Göklerin, dağların ve yerin yüklenmekten çekindikleri ve farazi bir şirkten korktukları ene denilen cihazın da bağlı olduğu yer insan nefsidir. Nefis öylesine kompleks ve karmaşık bir yapıya sahiptir ki, onu tamamıyla anlamak ve keşfetmek kolay değildir.

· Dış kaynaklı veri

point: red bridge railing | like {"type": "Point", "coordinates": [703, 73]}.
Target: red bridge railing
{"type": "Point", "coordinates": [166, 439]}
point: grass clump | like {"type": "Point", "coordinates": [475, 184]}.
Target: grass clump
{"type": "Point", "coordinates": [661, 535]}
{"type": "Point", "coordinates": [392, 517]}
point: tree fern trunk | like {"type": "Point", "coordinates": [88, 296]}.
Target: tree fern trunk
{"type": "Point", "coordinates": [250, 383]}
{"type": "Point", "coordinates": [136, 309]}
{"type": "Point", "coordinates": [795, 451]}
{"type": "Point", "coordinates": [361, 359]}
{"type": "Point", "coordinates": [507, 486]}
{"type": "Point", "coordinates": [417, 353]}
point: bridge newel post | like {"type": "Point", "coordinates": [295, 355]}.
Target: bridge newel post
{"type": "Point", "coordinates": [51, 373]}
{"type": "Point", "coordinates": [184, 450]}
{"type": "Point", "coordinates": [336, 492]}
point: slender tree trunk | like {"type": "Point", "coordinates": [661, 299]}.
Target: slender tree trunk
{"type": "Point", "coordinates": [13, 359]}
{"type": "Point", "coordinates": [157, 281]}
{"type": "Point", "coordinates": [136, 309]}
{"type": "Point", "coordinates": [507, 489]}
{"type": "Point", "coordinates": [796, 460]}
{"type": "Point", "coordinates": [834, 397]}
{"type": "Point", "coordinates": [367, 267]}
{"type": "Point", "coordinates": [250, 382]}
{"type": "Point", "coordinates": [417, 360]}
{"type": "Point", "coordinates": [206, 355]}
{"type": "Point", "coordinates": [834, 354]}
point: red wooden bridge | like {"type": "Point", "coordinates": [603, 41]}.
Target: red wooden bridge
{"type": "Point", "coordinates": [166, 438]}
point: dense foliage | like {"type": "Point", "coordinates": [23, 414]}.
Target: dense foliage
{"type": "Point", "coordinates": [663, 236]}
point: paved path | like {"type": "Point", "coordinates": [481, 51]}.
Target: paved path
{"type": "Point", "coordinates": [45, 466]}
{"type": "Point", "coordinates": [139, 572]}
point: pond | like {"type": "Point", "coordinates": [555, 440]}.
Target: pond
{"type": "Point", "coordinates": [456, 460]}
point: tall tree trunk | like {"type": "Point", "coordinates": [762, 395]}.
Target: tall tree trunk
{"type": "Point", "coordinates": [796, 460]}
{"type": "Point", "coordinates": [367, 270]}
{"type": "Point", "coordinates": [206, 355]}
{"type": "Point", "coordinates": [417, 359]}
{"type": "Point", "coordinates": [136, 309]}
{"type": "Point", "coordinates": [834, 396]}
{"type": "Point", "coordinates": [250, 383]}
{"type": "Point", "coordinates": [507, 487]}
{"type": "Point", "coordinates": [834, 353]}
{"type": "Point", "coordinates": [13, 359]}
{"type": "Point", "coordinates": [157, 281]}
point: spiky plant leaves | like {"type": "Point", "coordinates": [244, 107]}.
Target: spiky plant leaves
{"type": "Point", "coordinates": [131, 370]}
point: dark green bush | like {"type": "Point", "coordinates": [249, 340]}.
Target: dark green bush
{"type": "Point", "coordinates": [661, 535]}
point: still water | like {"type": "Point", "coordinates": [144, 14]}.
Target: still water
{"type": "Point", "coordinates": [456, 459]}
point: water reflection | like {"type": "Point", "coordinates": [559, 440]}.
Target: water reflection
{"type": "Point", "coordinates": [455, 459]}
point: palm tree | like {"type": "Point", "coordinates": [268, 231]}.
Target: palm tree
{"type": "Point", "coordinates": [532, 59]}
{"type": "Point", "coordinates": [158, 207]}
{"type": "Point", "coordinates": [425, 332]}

İnsanın imtihanına ve manevi terakkisine vesile olan nefsin, çeşitli hile ve oyunları olduğu gibi, fark edilmesi zor olan kör noktaları da vardır. O kör noktalar, gerçekleri görmesine, hak ve doğruları kabul etmesine engel teşkil eder. Meselâ; tembellikten dolayı kulluk vazifesini ihmal eden ve ibadetten kaçan bir nefis, onun her halini gözetleyen bir Zatın bulunmasını istemez. Bu yüzden bir Yaratıcının bulunmamasını temenni eder, sonra tasavvur eder ve nihayet yok olduğuna inanmakla dinden çıkar. Böyle bir sonuçtan Allah herkesi korusun.

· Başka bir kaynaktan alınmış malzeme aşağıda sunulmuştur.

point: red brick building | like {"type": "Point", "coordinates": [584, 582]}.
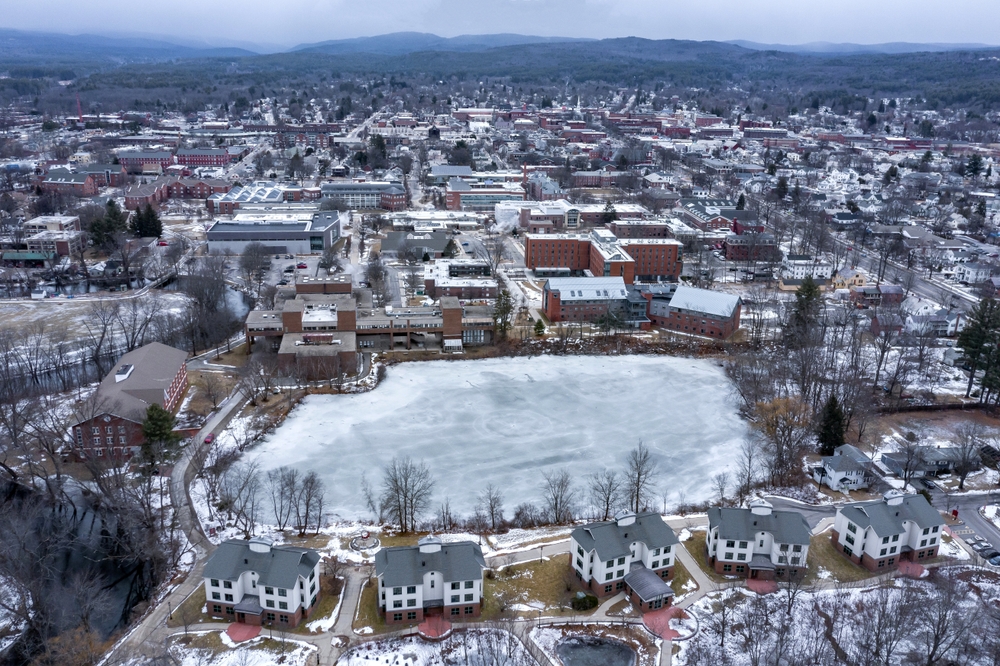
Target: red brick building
{"type": "Point", "coordinates": [197, 157]}
{"type": "Point", "coordinates": [604, 255]}
{"type": "Point", "coordinates": [73, 184]}
{"type": "Point", "coordinates": [105, 175]}
{"type": "Point", "coordinates": [696, 311]}
{"type": "Point", "coordinates": [134, 161]}
{"type": "Point", "coordinates": [152, 374]}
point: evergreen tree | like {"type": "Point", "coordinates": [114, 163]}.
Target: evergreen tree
{"type": "Point", "coordinates": [103, 230]}
{"type": "Point", "coordinates": [979, 336]}
{"type": "Point", "coordinates": [832, 425]}
{"type": "Point", "coordinates": [781, 189]}
{"type": "Point", "coordinates": [610, 214]}
{"type": "Point", "coordinates": [158, 434]}
{"type": "Point", "coordinates": [150, 227]}
{"type": "Point", "coordinates": [503, 314]}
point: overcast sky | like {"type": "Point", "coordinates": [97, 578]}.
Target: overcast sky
{"type": "Point", "coordinates": [289, 22]}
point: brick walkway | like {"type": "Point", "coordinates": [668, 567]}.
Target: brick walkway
{"type": "Point", "coordinates": [434, 627]}
{"type": "Point", "coordinates": [659, 622]}
{"type": "Point", "coordinates": [242, 632]}
{"type": "Point", "coordinates": [762, 586]}
{"type": "Point", "coordinates": [911, 569]}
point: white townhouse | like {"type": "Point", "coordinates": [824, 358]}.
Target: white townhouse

Keza; sanatkârının varlığı hakkında delil ve ispatlarla dolu bir sarayda, bir taşta bir zayıflık görse, nefis kör noktalarından dolayı sarayı bütünüyle inkâr etmeye cür’et eder. Böylece, cehalet ve ahmaklığın en dehşetlisini sergiler.
Keza; bütün mahlukatı terbiye eden, rızıklandıran ve ihsanlarda bulunan Cenab-ı Hakkın rahmet tecellilerine kendisi de dahil olduğu halde, insan nefsi Allah’dan gizlenebileceğini ve Onun kontrolünün haricinde kalabileceğini zanneder. Güya, milyarlarca insanın arasında ve uçsuz bucaksız kâinattaki sonsuz icraatları yanında Allah onu ihmal edecek ve küçük büyük her amelini kayıt altına almayacak. Allah’dan saklanabileceğini ve Ondan habersiz istediği işleri yapabileceğini zannediyor. Bu durumundan dolayı, insan ne kadar cahil ve ne kadar zalimdir! En büyük zulmü bizzat kendi kendisine yapıyor fakat bunun farkına bile varamıyor. (Devamı yarın)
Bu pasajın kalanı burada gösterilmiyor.